Martin Morrin: We haven’t.
Q386 Chair: So I think there is quite a lot of movement needed here, isn’t there? Otherwise it is going to be another one of these cases where self-regulation hasn’t worked, and our experience with regulation is highly mixed. We do not want to reach for the heavy weaponry unless we have a lot of evidence that self-regulation won’t work. But a lot more has to be done, do you agree with that, Mr Morrin?
Martin Morrin: I agree that more needs to be done just based on what we hear. But what I would ask, and particularly from members of the Committee, where you have individual experience and where you have individual evidence of cases then the ABFA, along with either myself or the Chair of the Professional Standards Council, will be very happy to sit down and go through the specific cases.
Q387 Chair: All right. It sounds as if you can’t as things stand, but we have already looked at that issue because you say that there may be a competitor involved.
Martin Morrin: Yes, but assuming we can overcome that specific issue.
Chair: It sounds as if there needs to be some corporate governance reform. Some quite fundamental further reform seems to be needed.
Q388 Steve Baker: Ms Coulson, earlier on you painted quite a vivid picture of a journey of decay and you compared the situation to payday lenders. I am looking forward to the transcript so I can read it again. Also, Professor Watson-Gandy, I was thinking about your written evidence where you said the regulation was Leviathan in its volume and strikingly patchy in the protection it affords. Between the two of you I get this picture of a situation where at the bottom end, at the distressed end, the moral operators come in and end up ruining the market that might otherwise function. Just to cut all this down to the quick, do you think that there should be a legal duty of care on the lenders?
Frances Coulson: It is a commercial enterprise, isn’t it? I think it would be helpful if, at the very least, there had to be some form of legal advice for the directors. They do not have a bargaining position, they can’t amend the terms of the contract and so forth so they have nowhere to go as far as that is concerned. They at least need some form of independent advice so that they understand what they are in for if it goes wrong.
Q389 Steve Baker: I heard you make a point I have heard elsewhere, which is at the lower end of the smaller businesses they are akin to consumers. Do you think there is a case to be made that at the smaller end of the scale of SMEs they should be compared to consumers and perhaps have additional rights, like a lender’s duty of care?
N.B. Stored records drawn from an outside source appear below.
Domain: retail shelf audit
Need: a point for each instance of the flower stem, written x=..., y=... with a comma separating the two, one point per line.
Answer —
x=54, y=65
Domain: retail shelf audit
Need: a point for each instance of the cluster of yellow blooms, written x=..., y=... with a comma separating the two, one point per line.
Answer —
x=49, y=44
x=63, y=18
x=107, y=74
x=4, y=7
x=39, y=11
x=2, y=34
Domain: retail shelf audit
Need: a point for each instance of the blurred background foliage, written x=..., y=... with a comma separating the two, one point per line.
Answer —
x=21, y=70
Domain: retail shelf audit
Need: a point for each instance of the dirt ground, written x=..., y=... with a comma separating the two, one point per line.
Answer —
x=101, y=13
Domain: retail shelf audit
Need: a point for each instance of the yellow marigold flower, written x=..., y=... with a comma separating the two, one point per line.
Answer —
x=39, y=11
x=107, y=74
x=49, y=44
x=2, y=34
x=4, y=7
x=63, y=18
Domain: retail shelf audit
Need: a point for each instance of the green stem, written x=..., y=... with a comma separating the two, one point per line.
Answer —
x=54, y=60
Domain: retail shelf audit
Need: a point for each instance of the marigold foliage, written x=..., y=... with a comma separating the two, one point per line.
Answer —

Frances Coulson: Yes, there is something to be said for that. We are a nation of shopkeepers, it is said, so there is a lot of small business, and they do not necessarily have the access to professional services or whatever, or the time perhaps to take the advice, but they perhaps need to be forced to do it.
Professor Watson-Gandy: I am an emphatic yes for that suggestion.
Q390 Steve Baker: At the small end?
Frances Coulson: Yes.
Professor Watson-Gandy: Certainly at the small end. The practical example is this: I may be running a fairly successful business, in terms of whether I am growing beets or selling sofas or whatever and I know my area of the market very well. I understand the issues but when I come to raising funding and somebody tries to sell me a—
Steve Baker: Interest rate swap.
Professor Watson-Gandy: Precisely. I am in no better position than Joe Public.
Q391 Chair: We are opening up much wider questions here. Thank you. Is there anything that any of you came particularly wanting to say and you do not feel you have had an opportunity to unburden yourself about?
Frances Coulson: No, insolvency practitioners are in a very good place to give proper advice and, from my point of view—from the insolvency end—it is the look back and the liquidation exit, so that there is some check to what is going on in the live part of the rescue process.
Chair: You have heard the concerns of the Committee and one or two of you are going to come back with more material. We are very grateful indeed to all three of you for coming to give evidence this morning—now this afternoon by three minutes. Thank you very much indeed.